New Delhi: Five-time world boxing champion M.C. Mary Kom on Wednesday said it would be an uphill task to achieve a podium-finish at the Olympic Games in Rio de Janeiro next year.
Mary, who had bagged bronze in the flyweight (51kg) category at the 2012 London Olympics, said the competition at next year's edition will be tougher since the size of the draw is expected to be bigger.
"Qualifying for the Rio Games would be tough and winning a medal would be even tougher. I am trying all I can to qualify for the Games," Mary told media persons on the sidelines of an event here.
"I am only focussed on qualifying for the Olympics right now. I will only think of a medal after I book my ticket to Rio," she added. "The only thing I can guarantee is that I will give my 100 percent."

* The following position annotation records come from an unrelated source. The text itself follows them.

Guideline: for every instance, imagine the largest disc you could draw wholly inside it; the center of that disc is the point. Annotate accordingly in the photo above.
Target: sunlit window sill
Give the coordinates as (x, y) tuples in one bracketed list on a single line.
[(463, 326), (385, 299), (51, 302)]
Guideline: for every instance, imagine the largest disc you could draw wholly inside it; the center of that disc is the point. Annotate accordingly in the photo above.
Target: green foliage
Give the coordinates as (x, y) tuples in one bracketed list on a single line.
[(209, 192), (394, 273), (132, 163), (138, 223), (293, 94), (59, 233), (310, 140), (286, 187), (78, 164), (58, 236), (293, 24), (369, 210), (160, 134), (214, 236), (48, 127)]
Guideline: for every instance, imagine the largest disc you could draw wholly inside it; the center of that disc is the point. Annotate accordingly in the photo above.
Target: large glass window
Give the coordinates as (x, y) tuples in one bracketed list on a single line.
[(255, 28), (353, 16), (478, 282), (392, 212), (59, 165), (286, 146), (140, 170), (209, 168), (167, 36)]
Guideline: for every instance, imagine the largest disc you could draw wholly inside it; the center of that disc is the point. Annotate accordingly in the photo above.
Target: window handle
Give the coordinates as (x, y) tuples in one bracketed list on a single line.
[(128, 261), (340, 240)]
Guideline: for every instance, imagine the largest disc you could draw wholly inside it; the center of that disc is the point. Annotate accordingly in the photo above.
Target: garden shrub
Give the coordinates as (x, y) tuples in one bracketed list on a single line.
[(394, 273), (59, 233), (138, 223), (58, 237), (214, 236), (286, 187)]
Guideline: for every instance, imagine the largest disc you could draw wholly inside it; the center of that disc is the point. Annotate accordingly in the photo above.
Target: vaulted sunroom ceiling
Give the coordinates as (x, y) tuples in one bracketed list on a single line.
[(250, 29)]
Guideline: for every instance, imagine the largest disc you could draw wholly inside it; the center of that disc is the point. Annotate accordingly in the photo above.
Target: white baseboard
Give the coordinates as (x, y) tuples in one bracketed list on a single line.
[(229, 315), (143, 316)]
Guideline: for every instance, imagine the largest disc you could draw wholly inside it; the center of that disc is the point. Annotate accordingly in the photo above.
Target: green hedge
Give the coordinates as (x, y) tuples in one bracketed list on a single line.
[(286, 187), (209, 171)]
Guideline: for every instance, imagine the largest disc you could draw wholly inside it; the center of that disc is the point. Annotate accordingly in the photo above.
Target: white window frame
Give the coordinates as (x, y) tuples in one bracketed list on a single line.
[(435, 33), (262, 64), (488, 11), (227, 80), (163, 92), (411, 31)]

The 32-year-old, who is currently training in Bengaluru, may go abroad in order to prepare herself for the 2016 World Championships, which is the first Olympic qualifying event scheduled to be held in February next year.
"Right now, my target is the World Championships. I will train here in India for around a month. Then I am thinking of going abroad for training. The place has not yet been decided. But it could be UK where I trained before the 2012 Olympics," she said.

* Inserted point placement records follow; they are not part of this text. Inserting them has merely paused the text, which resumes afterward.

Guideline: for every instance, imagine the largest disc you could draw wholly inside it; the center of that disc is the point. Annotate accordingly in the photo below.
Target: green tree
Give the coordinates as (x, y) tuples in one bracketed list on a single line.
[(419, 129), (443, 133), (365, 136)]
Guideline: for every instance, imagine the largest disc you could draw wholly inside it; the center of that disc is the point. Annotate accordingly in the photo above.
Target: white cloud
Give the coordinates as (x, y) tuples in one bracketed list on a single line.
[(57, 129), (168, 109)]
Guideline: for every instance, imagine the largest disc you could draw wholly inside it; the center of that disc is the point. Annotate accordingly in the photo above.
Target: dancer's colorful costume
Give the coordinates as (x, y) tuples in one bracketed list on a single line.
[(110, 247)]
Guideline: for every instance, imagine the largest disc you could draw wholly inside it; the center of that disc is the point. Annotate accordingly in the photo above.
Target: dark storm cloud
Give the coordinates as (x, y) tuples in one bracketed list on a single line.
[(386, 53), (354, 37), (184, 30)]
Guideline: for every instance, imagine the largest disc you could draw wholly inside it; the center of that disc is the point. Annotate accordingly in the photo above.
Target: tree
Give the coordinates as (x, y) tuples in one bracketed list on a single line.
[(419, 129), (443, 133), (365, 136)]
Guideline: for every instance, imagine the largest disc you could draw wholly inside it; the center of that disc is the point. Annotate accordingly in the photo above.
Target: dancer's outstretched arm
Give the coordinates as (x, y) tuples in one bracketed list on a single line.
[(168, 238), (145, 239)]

The Manipur pugilist also informed that she had been laid low by a string of minor injuries recently, which prompted her to skip the recent Asian championships.
"I have had several minor injuries in the recent past. But now I am getting stronger day by day," Mary said.
Talking about the current state of affairs in Indian boxing, Mary said: "As athletes, our job is to win medals for the country. But looking after the administrative side of the sport is the federation's job. If they fail to do their job then it may also affect the performance of the boxers."
"Indian boxing is like a family. If those at the helm of the sport do not take the right decisions, the entire family will be affected," she observed.